I ask Oster why Bioware didn’t return to a five-year plan after Baldur’s Gate proved the studio’s ability to realise these projects. “We didn’t think we were great,” he says. “We thought we got lucky. We made a Windows 95 game, one of the first Windows 95 games. We just happened to make it when our publisher of our previous game had the D&D licence. There was a lot of luck that just happened to fall on top of each other.”
Unforgotten realm
This sense of being fortunate underdogs continued well into the 2000s. “Even after Baldur’s Gate 2, after Neverwinter Nights, there wasn’t a real sense of entitlement at Bioware,” Oster says. “There was a real, ‘We work hard to make good games. And if we make really good games, hopefully our fans will like us.’”
It came at a substantial human cost, but Neverwinter Nights succeeded in what it set out to do. The community that sprung up around it embraced the toolset, and has spent two decades building some truly impressive campaign modules for the game, like the Swordflight Saga, and the Aielund Saga, to name just a couple. But the toolset was also twisted in ways Bioware didn’t anticipate. “It was used in a lot of university programmes and in a number of high-school programmes to teach game development,” Oster says. The game was even used by MIT for an AI experiment to simulate how rumours propagate through a community.
Beyond its financial success, perhaps the most significant impact Neverwinter Nights had on Bioware’s future was as an unofficial recruitment tool. “It really shows, ‘This is how to make a Bioware RPG,’” Oster says. “And that became the hiring pipeline for designers for probably five, six years at Bioware. It’s like, ‘Oh, you want to be a technical designer at Bioware? Where’s your Neverwinter mod?’” Oster cites two Bioware designers who were recruited from the Neverwinter modding scene – Georg Zoeller, who worked on titles like Mass Effect and Star Wars: The Old Republic, and Yaron Jakobs, who is still at Bioware today.
Oster himself left Bioware during the development of Dragon Age, forming his own company, Beamdog.

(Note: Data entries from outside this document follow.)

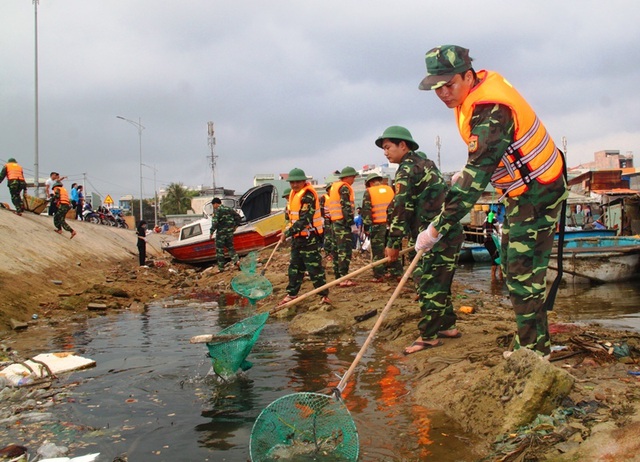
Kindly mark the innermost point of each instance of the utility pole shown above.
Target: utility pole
(36, 164)
(212, 157)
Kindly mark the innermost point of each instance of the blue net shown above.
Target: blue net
(229, 355)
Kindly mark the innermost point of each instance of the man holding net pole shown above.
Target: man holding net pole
(305, 230)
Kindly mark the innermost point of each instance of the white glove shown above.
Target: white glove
(425, 240)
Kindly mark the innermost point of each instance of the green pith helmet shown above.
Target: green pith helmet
(371, 176)
(397, 132)
(347, 171)
(297, 174)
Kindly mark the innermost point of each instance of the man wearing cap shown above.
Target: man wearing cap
(63, 203)
(341, 210)
(377, 199)
(224, 222)
(12, 171)
(419, 193)
(305, 230)
(328, 242)
(510, 147)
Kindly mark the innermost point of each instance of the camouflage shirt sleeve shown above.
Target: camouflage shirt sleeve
(402, 209)
(367, 218)
(307, 209)
(493, 126)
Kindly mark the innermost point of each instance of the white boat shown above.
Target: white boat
(598, 260)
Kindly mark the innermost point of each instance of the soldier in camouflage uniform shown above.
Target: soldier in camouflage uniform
(509, 146)
(305, 229)
(224, 222)
(341, 210)
(419, 193)
(328, 242)
(16, 183)
(375, 203)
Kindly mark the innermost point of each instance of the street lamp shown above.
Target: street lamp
(155, 196)
(140, 127)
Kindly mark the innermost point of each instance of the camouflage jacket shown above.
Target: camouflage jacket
(307, 209)
(225, 220)
(420, 191)
(494, 128)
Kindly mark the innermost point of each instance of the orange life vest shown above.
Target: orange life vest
(532, 155)
(295, 204)
(381, 196)
(335, 207)
(14, 171)
(63, 196)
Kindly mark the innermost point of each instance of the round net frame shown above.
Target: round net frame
(249, 284)
(305, 426)
(230, 355)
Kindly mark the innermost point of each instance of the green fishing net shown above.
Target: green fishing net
(229, 355)
(248, 283)
(305, 426)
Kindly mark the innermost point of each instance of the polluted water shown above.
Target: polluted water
(151, 395)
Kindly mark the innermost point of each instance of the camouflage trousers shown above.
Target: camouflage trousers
(329, 241)
(378, 237)
(15, 189)
(59, 219)
(305, 256)
(225, 241)
(527, 240)
(437, 268)
(343, 249)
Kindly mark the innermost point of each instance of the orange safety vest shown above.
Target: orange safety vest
(325, 206)
(295, 204)
(335, 207)
(14, 171)
(381, 196)
(63, 196)
(532, 155)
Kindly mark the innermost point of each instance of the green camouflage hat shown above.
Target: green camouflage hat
(297, 174)
(371, 176)
(347, 171)
(396, 132)
(443, 63)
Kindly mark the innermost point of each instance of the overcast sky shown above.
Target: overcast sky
(307, 84)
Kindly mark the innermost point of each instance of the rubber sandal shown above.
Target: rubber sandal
(287, 299)
(423, 346)
(441, 335)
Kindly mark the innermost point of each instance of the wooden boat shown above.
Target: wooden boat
(260, 228)
(598, 260)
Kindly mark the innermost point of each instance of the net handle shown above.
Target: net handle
(264, 268)
(333, 283)
(365, 345)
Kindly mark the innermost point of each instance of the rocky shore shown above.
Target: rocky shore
(582, 405)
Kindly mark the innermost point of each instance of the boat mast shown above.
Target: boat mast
(212, 157)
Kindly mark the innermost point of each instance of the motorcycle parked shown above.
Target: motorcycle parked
(89, 215)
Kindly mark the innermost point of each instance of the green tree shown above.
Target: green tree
(177, 200)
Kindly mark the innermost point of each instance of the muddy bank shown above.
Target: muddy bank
(595, 418)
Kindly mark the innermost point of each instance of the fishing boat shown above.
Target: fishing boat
(260, 227)
(598, 260)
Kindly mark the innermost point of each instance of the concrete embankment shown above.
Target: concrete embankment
(34, 258)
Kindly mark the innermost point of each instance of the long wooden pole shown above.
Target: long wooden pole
(365, 345)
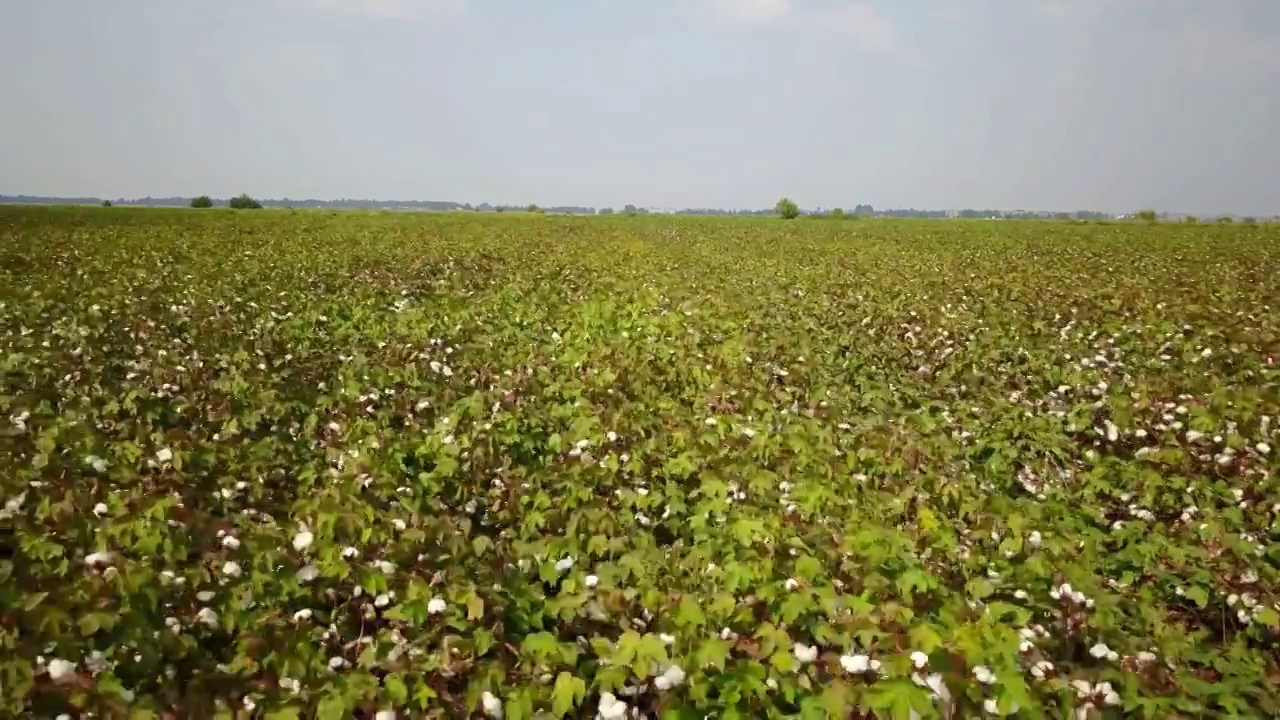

But he went back to working on Neverwinter Nights for Beamdog’s remastered version of the game. I asked him about his experience returning to the shadowy streets of the Forgotten Realms city; whether it was any easier to work on a second time around.
“It’s never easy because, especially games from that era, in order to make them perform, you had to be clever,” he says. “And when you’re clever, technology advances in that 10 year period, where ‘clever’ is now the wrong way to do things.” Among other challenges, Beamdog had to completely rebuild the game’s renderer, which they took “a couple of runs at” in order to have it perform optimally on both console and PC.
Never again?
Launched in 2018, Neverwinter Nights: Enhanced Edition found an audience all over again. This isn’t especially surprising. While many games have taken important lessons from Oster’s opus, no other RPG occupies quite the same space. Neverwinter Nights hasn’t seen a spiritual successor the way that Baldur’s Gate has, in Pillars of Eternity. The closest analogue is probably Larian’s Divinity: Original Sin 2, which launched with its “Game Master” modding tools. But Larian’s RPG isn’t associated with D&D.
Perhaps the potential audience for a new Neverwinter Nights is still happily playing the original. Or perhaps, as Oster puts it, “If somebody else tried to build that game today, it would take them 10 years.” Either way, the lack of a successor clearly bugs Oster, and despite the cost of making Neverwinter Nights, he’s still clearly infatuated with the principles behind it. “I’m so tempted personally to take another run at it,” he says, smiling mischievously. “Again, I’m an optimizer. Can I make it without spending 10 years doing it? I haven’t figured it out. Yet.”